There were so many cracks that one little girl could fall down and get lost in, in the unforgiving wilderness. Adelyn was so young… but she had her own Beast, he knew, that power that ran through the heart of their family tree, that kept them safe when the world turned against them. She was strong, even though she shouldn’t ever have been forced to be. She would survive, until he could find her. He just had to find her. He owed at least that much to his sister, though in truth he owed so much more than that, more than he could ever repay.

Those were the thoughts consuming his mind as Barclay roamed the woods, his nose turned to the air to scent for any sign of his wayward kin. His ears were pricked, now that he’d gotten far enough away from the lodge to stop picking up on the chatter from the residents there.

That was how a voice caught his attention, faint and raspy though it was. His heart didn’t have the chance to leap, his hopes staying right where they were; it wasn’t a girl’s voice, wasn’t the sweet patter that he remembered hearing in the background of so many phone calls, so long ago. He still moved towards the sound, wrapping his scarf around his face and pulling a hat from his pocket to shove down over his ears. It wasn’t much of a disguise, but hopefully it’d be enough to fool whatever lost hiker had gotten his foot stuck under a rock this time.

“Don’t worry, I hear ya,” he rumbled, voice low and a little hoarse but as kind as he could make it as he looked around for the man. He didn’t see him right away, looking at his eye level, but his eye caught the yawning hole off the side of the path and he made his way over. “Ah, how’d you wind up down there?”
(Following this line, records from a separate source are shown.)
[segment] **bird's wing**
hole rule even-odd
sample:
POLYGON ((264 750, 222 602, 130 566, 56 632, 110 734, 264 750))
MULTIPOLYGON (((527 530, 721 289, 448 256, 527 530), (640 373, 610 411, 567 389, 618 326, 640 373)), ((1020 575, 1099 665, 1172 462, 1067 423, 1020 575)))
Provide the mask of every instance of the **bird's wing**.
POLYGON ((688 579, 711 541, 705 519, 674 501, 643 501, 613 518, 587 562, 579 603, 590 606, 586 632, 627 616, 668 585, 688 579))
He knelt, and extended his hand. His arms were long. He should be able to reach the man, if he stood up and put his arms above his head. Then he could haul him up, and get him out of this… weirdly sized pit trap.

 
There’s a shadow at the top of the hole, and a hoarse, gruff voice and a long arm reaching down to where, if he stands up completely, Eric can reach it. It’s a deep hole for one man to get out of, but the extended hand would be able to pull him completely free.

So why doesn’t he take it?

Because there’s something wrong here. It’s a godsent – or it’s just a little too convenient.

“Did… d-did you dig… Is th-thisss….”

The violent shivering keeps him from finishing his question, but he looks wide-eyed at the offered hand. It’s too dark to see it clearly, but he can’t shake the feeling that something is wrong. With the hand, with the voice, with the hole. He presses himself back a little, breathing shallow breaths of burning air. The realization that this is a hole made for him – made for a person, at least – has made him wary of the helpful stranger. Is this part of the ruse, he wants to ask. Is this a joke, or am I going to die here?

Or perhaps the stranger is really friendly. Perhaps the stranger does mean well. But he can’t shake the stupid feeling. He’s got to be sure. He’s got to be sure because whatever someone digging holes for people is doing, it can’t be good for the people inside. Any more than his snares are good for foxes.